Quoting Arcean_Endgame, reply 1

Also, does anyone know why my avatar photo isn't showing up? I'm trying to get in character for my AAR.

At first, I thought that it I needed to resize my photo to 100 x 100 but I did that, and it still won't show up.
End of Arcean_Endgame's quote

If you are talking about your forum avatar it looks good to me.

 

On the date question in your first post, you are the first to mention it that I can recall.

Just as personnel preference, I would rather have that area as the turns option, as the date to me is unimportant.   

Reply #3 Top

Well, I agree with you there. I use turns when I just want to do a normal playthrough.
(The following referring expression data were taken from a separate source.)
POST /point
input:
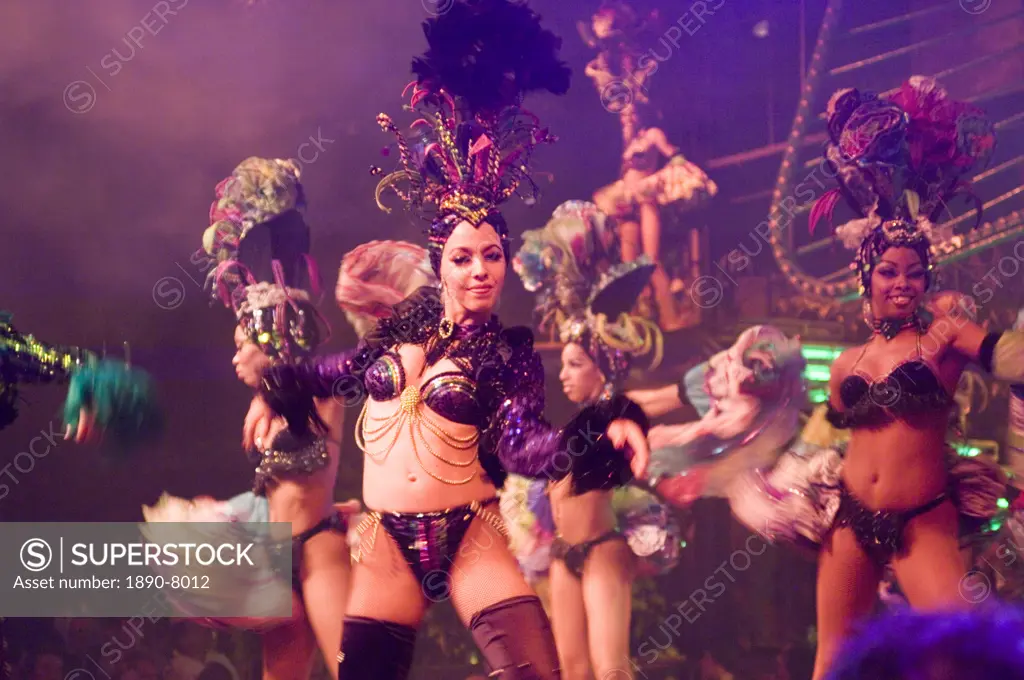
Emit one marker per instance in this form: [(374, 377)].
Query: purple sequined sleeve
[(524, 442), (332, 375)]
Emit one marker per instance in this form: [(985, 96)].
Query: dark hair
[(880, 241), (980, 644)]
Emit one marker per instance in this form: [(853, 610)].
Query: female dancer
[(103, 396), (749, 397), (894, 498), (455, 400), (581, 289), (261, 242), (654, 175)]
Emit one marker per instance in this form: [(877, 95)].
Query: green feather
[(122, 399)]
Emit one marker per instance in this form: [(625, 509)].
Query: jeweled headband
[(261, 244), (899, 160), (470, 150)]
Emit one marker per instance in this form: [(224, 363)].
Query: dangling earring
[(445, 327), (867, 313)]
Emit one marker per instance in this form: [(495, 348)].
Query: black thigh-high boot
[(515, 638), (373, 649)]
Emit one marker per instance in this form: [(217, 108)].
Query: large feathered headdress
[(585, 292), (264, 271), (899, 160), (469, 151)]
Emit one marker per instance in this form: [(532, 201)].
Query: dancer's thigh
[(326, 570), (848, 582), (383, 586), (607, 592), (568, 622), (484, 571), (932, 571)]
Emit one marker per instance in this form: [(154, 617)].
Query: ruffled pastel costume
[(749, 397)]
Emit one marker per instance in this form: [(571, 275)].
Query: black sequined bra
[(289, 457), (909, 389), (452, 394)]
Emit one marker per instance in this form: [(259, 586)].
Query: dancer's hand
[(257, 428), (87, 431), (683, 490), (626, 434), (349, 507)]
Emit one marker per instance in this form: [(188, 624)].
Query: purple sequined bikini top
[(452, 394)]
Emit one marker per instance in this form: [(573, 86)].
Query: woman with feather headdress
[(895, 496), (265, 275), (455, 399), (585, 293)]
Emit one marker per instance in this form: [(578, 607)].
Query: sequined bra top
[(452, 394), (289, 457), (910, 389)]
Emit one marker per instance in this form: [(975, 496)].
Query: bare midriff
[(899, 465), (583, 517), (305, 500)]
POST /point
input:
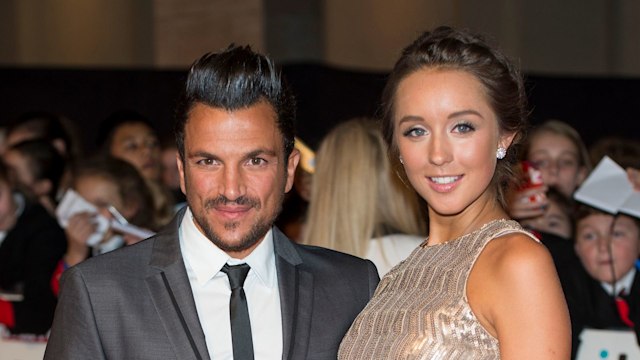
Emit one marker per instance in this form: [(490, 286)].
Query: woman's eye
[(587, 237), (463, 128), (415, 132)]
But since I'm attempting some level of immersion into the game, I decided to switch back to dates for the purpose of this game. 

Reply #4 Top

If you still can't see your avatar here (it looks fine to me), try logging out of the forums and then logging back in.

Reply #5 Top

Quoting Publius, reply 4

If you still can't see your avatar here (it looks fine to me), try logging out of the forums and then logging back in.
End of Publius's quote

Thanks for the recommendation. I tried it, but it still didn't work. I guess as long as you guys can see it, that's good enough.

Reply #6 Top

I've renamed this thread because I think this post belongs here.

Take a look at these two photos.

 

 

Although one hex in the first photo is partially occluded by the Sun, you can tell that Earth is four tiles distant. In the second photo, Caridea is also four tiles away from Atakoraka. This means the actual distances represented would have to be roughly equivalent. However, Atakoraka is a blue star whereas Sol is a yellow star. Blue stars burn much hotter than yellow stars. If the distance between Caridea and Atakoraka were even close to the distance between Earth to the Sun, the Festron would all be burnt to a crisp. These three planets--Caridea, Scarab and Neken--are all inhospitable for organic life.

Now, being my own worst critic, I have to nitpick on my nitpicking. It's possible that as an aquatic species the Festron live on the bottom of their oceans, and so are protected from the intense heat of their sun. I don't think that this theory stands up to scrutiny, however, because the tiles you have available for improvements don't appear to be on the bottom of the ocean. Additionally, the Festron are known to drop lone individuals onto alien planets, or so the lore says. That definitely seems more like the behavior of an amphibious species than a bottom-of-the-ocean species. Also, before I noticed the blue star thing, I had already written out an entire history of the Festron as an amphibious species, so I'm kind of invested at this point. . . .

Actually, it makes no difference for my AAR, since the whole thing happens in your imagination. But future AAR-writers might not have that luxury. Someone at Stardock should really get on this and fix all these plot holes! This has got to be a top priority! (sarcastic emoji)

Reply #7 Top

In my head cannon, a hex doesn't represent X light years, but rather X units of hyperdrive travel, and hyperdrive is affected by things like gravity. So 3 hexs from a blue star might actually be significantly farther than 3 hexes from a yellow star, etc.